2. Add the files to your project's build system.
3. Provide instantiations of any of the common cryptographic algorithms used by the implementation. This likely includes `common/randombytes.h` (a cryptographic random number generator), and possibly `common/sha2.h` (the SHA-2 hash function family) and `common/fips202.h` (the SHA-3 hash function family).
Regarding #2, adding the files to your project's build system, each implementation in PQClean is accompanied by example two makefiles that show how one could build the files for that implementation:
- The file `Makefile` which can be used with GNU Make, BSD Make, and possibly others.
- The file `Makefile.Microsoft_nmake` which can be used with Visual Studio's nmake.
## Projects integrating PQClean-distributed source code
The following projects consume implementations from PQClean and provide their own wrappers around the implementations.
Their integration strategies may serve as examples for your own projects.
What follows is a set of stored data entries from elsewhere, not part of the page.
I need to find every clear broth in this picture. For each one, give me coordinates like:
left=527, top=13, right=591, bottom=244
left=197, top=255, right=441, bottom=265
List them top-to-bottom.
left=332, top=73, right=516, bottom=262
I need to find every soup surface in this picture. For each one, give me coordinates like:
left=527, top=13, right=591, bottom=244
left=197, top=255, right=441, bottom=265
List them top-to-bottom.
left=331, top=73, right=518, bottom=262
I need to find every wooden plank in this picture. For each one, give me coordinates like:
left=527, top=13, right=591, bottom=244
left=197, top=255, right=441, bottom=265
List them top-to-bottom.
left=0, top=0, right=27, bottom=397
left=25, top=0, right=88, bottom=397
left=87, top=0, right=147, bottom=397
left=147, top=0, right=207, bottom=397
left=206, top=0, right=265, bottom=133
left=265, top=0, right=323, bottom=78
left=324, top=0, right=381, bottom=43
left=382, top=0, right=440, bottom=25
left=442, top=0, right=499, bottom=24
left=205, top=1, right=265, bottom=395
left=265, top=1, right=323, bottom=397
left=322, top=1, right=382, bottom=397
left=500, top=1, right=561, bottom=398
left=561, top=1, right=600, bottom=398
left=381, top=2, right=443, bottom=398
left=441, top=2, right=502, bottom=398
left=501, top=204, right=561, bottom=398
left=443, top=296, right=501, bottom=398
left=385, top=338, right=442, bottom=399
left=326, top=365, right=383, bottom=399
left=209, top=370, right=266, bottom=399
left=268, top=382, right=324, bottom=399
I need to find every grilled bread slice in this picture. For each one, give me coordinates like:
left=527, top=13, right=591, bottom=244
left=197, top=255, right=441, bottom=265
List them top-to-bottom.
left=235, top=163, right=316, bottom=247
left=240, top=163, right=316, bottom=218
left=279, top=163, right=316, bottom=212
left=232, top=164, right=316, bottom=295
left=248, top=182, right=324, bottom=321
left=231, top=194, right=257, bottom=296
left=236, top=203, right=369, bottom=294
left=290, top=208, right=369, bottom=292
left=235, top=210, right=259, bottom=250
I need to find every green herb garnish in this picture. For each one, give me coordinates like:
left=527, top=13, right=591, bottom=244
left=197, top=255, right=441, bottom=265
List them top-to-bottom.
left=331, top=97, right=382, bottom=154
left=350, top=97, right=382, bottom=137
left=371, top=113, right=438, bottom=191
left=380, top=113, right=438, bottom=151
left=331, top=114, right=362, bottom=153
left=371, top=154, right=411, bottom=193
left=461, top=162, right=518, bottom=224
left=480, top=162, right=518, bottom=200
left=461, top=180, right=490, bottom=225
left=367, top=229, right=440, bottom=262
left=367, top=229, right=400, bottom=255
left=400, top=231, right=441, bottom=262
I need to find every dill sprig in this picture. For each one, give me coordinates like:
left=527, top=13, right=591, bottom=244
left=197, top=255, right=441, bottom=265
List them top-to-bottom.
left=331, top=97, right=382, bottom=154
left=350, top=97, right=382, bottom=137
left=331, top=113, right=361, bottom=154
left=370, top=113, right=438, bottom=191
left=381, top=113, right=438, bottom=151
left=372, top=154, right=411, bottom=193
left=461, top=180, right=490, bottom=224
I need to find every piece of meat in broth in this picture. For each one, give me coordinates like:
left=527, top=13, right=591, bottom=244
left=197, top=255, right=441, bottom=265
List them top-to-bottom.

- **[pqcrypto crate](https://github.com/rustpq/pqcrypto)**: Rust integration that automatically generates wrappers from PQClean source code.
- **[mupq](https://github.com/mupq/)**: Runs the implementations from PQClean as reference implementations to compare with microcontroller-optimized code.
- **[Open Quantum Safe](https://github.com/open-quantum-safe/)**: The Open Quantum Safe project integrates implementations from PQClean into their [liboqs](https://github.com/open-quantum-safe/liboqs/) C library, which then exposes them via [C++](https://github.com/open-quantum-safe/liboqs-cpp), [C# / .NET](https://github.com/open-quantum-safe/liboqs-dotnet), and [Python](https://github.com/open-quantum-safe/liboqs-python) wrappers, as well as to forks of [OpenSSL](https://github.com/open-quantum-safe/openssl) and [OpenSSH](https://github.com/open-quantum-safe/openssh-portable).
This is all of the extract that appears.